Voci da mondi diversi. America Latina
la Storia nel romanzo
Mario Vargas Llosa, “La festa del caprone”
Ed. Einaudi, trad. G. Felici, pagg.
467, Euro 14,00, formato Kindle 7,99
Come mi succede ogni volta che ‘scopro’
un grande libro a distanza di anni (troppi), mi rammarico di non aver preso
prima in mano “La festa del caprone” di Mario Vargas Llosa. O forse è un bene
che sia così, per averlo potuto leggere con calma in questo ‘non-tempo’
regolato dal coronavirus. Perché “La festa del caprone” è un capolavoro e
sarebbe ingiusto strizzarne la lettura fra un best-seller e un altro.
È un romanzo epico, un romanzo storico,
un romanzo rivoluzionario, una denuncia fortissima. Un romanzo grandioso
incentrato sul ‘Caprone’- el Chivo-,
il dittatore Rafael Leónidas
Trujillo che dal 1930 al 1961 governò con pugno di ferro e crudeltà inaudita a
Santo Domingo. Finì i suoi giorni crivellato di colpi- nessuna pietà per il
Caprone- in un attentato organizzato da persone che gli erano vicino e,
probabilmente, sostenuto dalla CIA.
Trujillo e il Presidente fantoccio Balaguer |
Sono tre i filoni narrativi che si
alternano in questo libro che tiene il lettore incollato fino all’ultima pagina
con sentimenti misti di compassione (per Urania Cabral, protagonista del primo
filone), di disgusto e orrore per el
Chivo, di ansia per gli uomini che hanno teso l’agguato al Generalissimo
sulla strada che porta ad una delle sue case (sappiamo l’esito dell’attentato,
ma che ne sarà di loro?).
Urania Cabral, figlia dell’ex presidente
del Senato di Trujillo, ritorna a Santo Domingo dopo trentacinque anni di
assenza.
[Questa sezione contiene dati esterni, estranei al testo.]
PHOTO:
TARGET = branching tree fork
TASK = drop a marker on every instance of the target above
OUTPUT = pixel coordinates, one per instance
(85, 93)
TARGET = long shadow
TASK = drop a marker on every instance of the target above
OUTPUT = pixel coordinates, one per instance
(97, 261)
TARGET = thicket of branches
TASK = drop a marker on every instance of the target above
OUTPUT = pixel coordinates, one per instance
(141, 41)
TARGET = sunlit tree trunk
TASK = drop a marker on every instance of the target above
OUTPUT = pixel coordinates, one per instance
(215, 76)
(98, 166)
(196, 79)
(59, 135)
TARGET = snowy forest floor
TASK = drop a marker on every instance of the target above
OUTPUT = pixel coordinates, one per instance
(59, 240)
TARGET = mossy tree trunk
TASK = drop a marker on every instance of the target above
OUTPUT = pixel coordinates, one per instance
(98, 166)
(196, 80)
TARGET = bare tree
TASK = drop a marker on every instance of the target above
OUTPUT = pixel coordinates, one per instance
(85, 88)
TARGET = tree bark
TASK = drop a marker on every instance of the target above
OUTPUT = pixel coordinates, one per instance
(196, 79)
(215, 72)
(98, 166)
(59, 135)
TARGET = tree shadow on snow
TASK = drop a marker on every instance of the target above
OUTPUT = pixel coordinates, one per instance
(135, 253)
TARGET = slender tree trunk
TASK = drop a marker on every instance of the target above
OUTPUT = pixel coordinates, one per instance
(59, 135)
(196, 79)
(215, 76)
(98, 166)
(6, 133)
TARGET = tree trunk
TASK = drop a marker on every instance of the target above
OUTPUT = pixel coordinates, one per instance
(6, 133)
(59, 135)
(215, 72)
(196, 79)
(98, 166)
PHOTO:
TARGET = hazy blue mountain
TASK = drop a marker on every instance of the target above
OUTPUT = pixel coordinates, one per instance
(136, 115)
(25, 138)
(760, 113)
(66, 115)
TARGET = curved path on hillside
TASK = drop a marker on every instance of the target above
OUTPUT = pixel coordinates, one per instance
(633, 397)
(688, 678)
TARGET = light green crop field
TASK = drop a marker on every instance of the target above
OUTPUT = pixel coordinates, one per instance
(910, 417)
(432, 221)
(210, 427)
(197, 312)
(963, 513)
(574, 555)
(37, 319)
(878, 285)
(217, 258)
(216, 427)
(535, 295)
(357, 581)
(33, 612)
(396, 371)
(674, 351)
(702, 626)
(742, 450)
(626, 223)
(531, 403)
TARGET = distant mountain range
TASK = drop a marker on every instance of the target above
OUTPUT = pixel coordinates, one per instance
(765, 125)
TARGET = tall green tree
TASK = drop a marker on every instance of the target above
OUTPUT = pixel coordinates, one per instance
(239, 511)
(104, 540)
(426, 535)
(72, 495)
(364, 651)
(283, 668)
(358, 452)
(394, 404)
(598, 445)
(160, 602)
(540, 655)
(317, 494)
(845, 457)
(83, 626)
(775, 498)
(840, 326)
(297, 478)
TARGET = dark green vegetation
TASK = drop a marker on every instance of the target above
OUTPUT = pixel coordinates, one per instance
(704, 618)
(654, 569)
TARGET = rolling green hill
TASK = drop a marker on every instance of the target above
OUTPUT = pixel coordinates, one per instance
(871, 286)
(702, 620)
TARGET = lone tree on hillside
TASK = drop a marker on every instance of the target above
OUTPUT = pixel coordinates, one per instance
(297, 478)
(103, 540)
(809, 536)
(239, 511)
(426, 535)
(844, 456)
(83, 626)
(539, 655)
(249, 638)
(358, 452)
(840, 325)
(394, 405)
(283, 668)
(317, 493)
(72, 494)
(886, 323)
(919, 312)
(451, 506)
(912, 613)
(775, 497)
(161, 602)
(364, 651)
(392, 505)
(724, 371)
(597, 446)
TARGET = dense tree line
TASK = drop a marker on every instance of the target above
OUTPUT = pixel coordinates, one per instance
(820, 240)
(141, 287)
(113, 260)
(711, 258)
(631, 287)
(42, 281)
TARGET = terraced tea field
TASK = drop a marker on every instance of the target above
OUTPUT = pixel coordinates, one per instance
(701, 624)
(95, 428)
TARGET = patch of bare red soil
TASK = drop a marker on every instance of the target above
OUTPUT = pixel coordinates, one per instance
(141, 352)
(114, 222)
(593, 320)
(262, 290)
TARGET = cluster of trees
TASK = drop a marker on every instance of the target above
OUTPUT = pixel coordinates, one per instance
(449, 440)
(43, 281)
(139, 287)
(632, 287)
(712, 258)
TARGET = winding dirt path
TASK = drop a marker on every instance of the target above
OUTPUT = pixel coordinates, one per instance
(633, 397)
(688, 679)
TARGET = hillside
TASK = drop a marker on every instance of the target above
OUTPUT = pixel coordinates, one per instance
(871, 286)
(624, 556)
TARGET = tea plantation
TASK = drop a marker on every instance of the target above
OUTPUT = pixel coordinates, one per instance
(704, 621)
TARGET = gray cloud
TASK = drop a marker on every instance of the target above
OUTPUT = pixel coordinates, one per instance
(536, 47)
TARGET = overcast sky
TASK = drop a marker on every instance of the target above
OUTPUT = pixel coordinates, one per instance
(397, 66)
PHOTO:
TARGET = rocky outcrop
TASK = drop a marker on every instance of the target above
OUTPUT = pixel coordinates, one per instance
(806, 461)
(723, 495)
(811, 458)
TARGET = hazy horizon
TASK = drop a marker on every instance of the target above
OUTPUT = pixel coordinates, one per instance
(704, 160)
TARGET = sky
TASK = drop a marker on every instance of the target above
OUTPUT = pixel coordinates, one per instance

Aveva quattordici anni quando, una decina di giorni prima dell’assassinio
del Capo, era partita con una borsa di studio per gli Stati Uniti. In fretta e
furia, una suora della scuola che frequentava si era occupata di tutto. Non
aveva neppure salutato il padre che adorava. Prima. Prima della notte in cui
aveva perso l’innocenza, in cui aveva iniziato a disprezzare il padre, a
provare repulsione per tutti gli uomini. Le è impossibile dimenticare. O
perdonare. Può solo, per la prima volta, raccontare alla zia e alle cugine.
Il filone centrale è quello in cui seguiamo
le giornate, i pensieri e gli incontri di Rafael
Leónidas Trujillo e
si delinea la sua personalità. Di origine modeste, formatosi alla scuola di
addestramento dei marines, con
un’abilità diabolica di tessere una ragnatela di rapporti di soggezione e di
dipendenza, fatta di corruzione e minacce nascoste, di aperte rappresaglie e
vendette, Trujillo (e i suoi figli) si ritenevano gli arbitri della vita e
della morte di chiunque sull’isola. Il settantenne Trujillo che si crede il
padrone del suo universo, non riesce più, però, a comandare al suo corpo- spia
con ansia i pantaloni temendo una macchia rivelatrice, rabbrividisce al ricordo
dell’umiliazione subita durante l’incontro con una ragazzetta scheletrica. È un
gigante coi piedi di argilla che non ci fa pena.
Mentre sprofondiamo nell’atmosfera di
diffuso terrore- che cosa può aver fatto il senatore Cabral per alienarsi il
favore del Capo, per assomigliare ad un personaggio kafkiano in attesa di
sentenza, per renderlo disposto a tutto, anche a sacrificare la figlia (come
nei miti greci) per rientrare nelle sue grazie?-, accompagniamo i coraggiosi
che mettono a rischio la vita loro e delle loro famiglie per togliere di mezzo
l’uomo che ha calpestato la dignità, l’onore, la decenza, la libertà di un
popolo intero riducendolo ad un servile silenzio. E quello che verrà dopo,
immediatamente dopo, sarà terribile perché un anello della catena ha ceduto.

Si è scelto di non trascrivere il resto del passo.